Taruga é um veículo experimental. Apesar da aparência de um carro pequeno, individual, trata-se de um triciclo motorizado com opção para tração a pedal. No projeto, inverti os pneus e coloquei tração dianteira para que o capô personalizado em fibra de vidro tivesse o design que um carro antigo. O motor elétrico é autossuficiente, utiliza energia solar de placas cuidadosamente colocadas no capô, o que me dá faróis potentes e surpreendente velocidade. Mas também posso usá-lo como fosse uma bicicleta, basta acionar os pedais e essa é a minha opção na maior parte do tempo.
Entretanto, esse não é um veículo de série, não foi fabricado aos milhares em alguma linha popular, não tem registro em formulários padrão e suponho que nunca terá, visto o pouco interesse em industrializar produtos que, além de baratos, não tem repercussão econômica imediata ou dependência de alguma fonte de energia.
Mas Taruga está legalizada, foi meu projeto de conclusão na Faculdade de Design e aproveitei as benesses da época para conseguir documentação especial que me permite trafegar com o veículo em qualquer parte do país. Desde então tramita pelos labirintos do legislativo, um pedido de legalização do modelo para que outros 10
similares possam ser fabricados como alternativa de transporte urbano.
Provável que esse projeto, assim como tantos outros, esteja esquecido no fundo do armário de algum legislador, aguardando uma pauta agendada para o infinito. Por mim, tudo bem, enquanto o projeto aguarda, minha licença de tráfego permanece ativa. Infelizmente para o guarda, ele não poderá apreender o veículo, nem mesmo acrescer uma multa à sua meta do mês.

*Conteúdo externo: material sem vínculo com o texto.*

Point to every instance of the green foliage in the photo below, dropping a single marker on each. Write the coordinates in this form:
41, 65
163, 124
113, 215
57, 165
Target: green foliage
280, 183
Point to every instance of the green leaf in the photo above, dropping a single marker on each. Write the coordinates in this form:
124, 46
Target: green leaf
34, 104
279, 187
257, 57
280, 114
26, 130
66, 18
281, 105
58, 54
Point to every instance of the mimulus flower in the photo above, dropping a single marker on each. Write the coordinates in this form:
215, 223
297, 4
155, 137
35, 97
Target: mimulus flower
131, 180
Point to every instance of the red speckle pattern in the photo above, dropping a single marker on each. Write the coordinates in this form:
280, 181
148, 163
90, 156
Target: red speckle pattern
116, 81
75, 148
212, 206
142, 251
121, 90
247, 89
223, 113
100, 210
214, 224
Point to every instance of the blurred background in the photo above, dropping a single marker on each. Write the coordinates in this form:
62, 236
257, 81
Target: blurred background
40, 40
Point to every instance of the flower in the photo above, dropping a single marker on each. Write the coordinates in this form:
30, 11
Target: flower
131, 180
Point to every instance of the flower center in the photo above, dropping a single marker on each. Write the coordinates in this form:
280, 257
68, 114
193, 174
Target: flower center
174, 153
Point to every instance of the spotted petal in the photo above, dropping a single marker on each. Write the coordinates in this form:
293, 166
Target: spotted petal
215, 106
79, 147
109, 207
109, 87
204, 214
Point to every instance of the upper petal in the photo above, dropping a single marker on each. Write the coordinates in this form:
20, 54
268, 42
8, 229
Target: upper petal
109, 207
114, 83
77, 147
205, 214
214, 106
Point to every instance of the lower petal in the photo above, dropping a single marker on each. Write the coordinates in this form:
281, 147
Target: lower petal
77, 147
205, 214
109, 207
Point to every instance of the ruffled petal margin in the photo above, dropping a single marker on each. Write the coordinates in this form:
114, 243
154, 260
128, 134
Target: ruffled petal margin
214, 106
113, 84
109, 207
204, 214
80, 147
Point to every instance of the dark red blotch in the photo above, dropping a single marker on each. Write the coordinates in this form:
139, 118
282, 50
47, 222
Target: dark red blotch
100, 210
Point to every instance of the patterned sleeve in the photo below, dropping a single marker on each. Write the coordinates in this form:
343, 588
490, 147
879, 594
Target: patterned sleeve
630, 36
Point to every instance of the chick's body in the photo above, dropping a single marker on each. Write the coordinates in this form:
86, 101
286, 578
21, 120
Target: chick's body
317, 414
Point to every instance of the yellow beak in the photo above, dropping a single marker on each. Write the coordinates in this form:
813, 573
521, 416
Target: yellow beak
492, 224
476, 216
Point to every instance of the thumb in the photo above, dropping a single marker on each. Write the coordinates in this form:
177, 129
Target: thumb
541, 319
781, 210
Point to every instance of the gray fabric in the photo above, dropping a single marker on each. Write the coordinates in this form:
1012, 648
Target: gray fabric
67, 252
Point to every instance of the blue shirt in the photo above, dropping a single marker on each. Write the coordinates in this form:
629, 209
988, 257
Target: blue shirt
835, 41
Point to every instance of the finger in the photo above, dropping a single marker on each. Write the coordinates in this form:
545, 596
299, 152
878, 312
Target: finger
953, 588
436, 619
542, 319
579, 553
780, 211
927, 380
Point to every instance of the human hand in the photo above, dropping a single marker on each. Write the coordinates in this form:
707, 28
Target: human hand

Mas sem saber, o guarda me ajuda, propiciando a desculpa necessária para ficar aqui sem chamar a atenção do homem que sigo.
Ele está parado, no saguão do prédio onde trabalha uma semana a cada mês, e sei que aguarda a mulher com quem fez uma segunda família em segredo, longe dos olhos da esposa.
O trabalho me parece tão fácil, que nem deveria ter cobrado por ele. Mas, verdade seja dita, não fosse o dinheiro, sequer teria aceito fazê-lo. Esse é mais um dos trabalhos eventuais que faço para um investigador particular, e que rendem o extra de que preciso para os pequenos luxos da vida diária. Entretanto, desta vez, tudo está facilitado porque tenho informações privilegiadas que não partilhei com ninguém, conheço a jovem apaixonada com quem este homem irá se encontrar. Ela trabalha próxima à pousada que escolhi para residir, é balconista do pequeno mercado que abastece a redondeza, uma moça muito bonita que aguarda ansiosa que este homem enfim despreze sua esposa e assuma uma família com ela, é sua melhor esperança de um futuro melhor. Ela mesma teria feito as fotos, se soubesse deste trabalho ou eu as tivesse pedido. E veja só, não é que o destino conspirou a seu favor? A esposa desconfiada contratou o investigador particular, que por sua vez me conhece e me contratou para o trabalho.
Coincidência fosse eu, justo quem tem a informação, com antecedência, dos dias, lugares e encontros marcados entre o homem e sua amante.
11
Uma batida no semáforo mal planejado oferece ao guarda a desculpa perfeita. Ele me devolve os documentos e segue resoluto na direção do evento onde sua autoridade não tem limites, onde pessoas nervosas já saem dos carros aos gritos discutindo os respectivos prejuízos. Parece que o destino realmente cronometrou o tempo exato e me deu a desculpa perfeita para discretamente pegar a máquina fotográfica enquanto jogo os documentos no chão do carro, um movimento que ninguém percebe. Depois me posiciono como estivesse fazendo fotos de paisagem, o que é comum, todos aqui conhecem meu trabalho e já me viram a fotografar a cidade, gestos que passam despercebidos. O que ninguém sabe é que a potência do zoom está clicando closes do encontro alegre do homem e sua garota bonita, até as pequenas sardas ficam nítidas nas potentes lentes, não resisto a pegar um ângulo perfeito para um retrato a carvão.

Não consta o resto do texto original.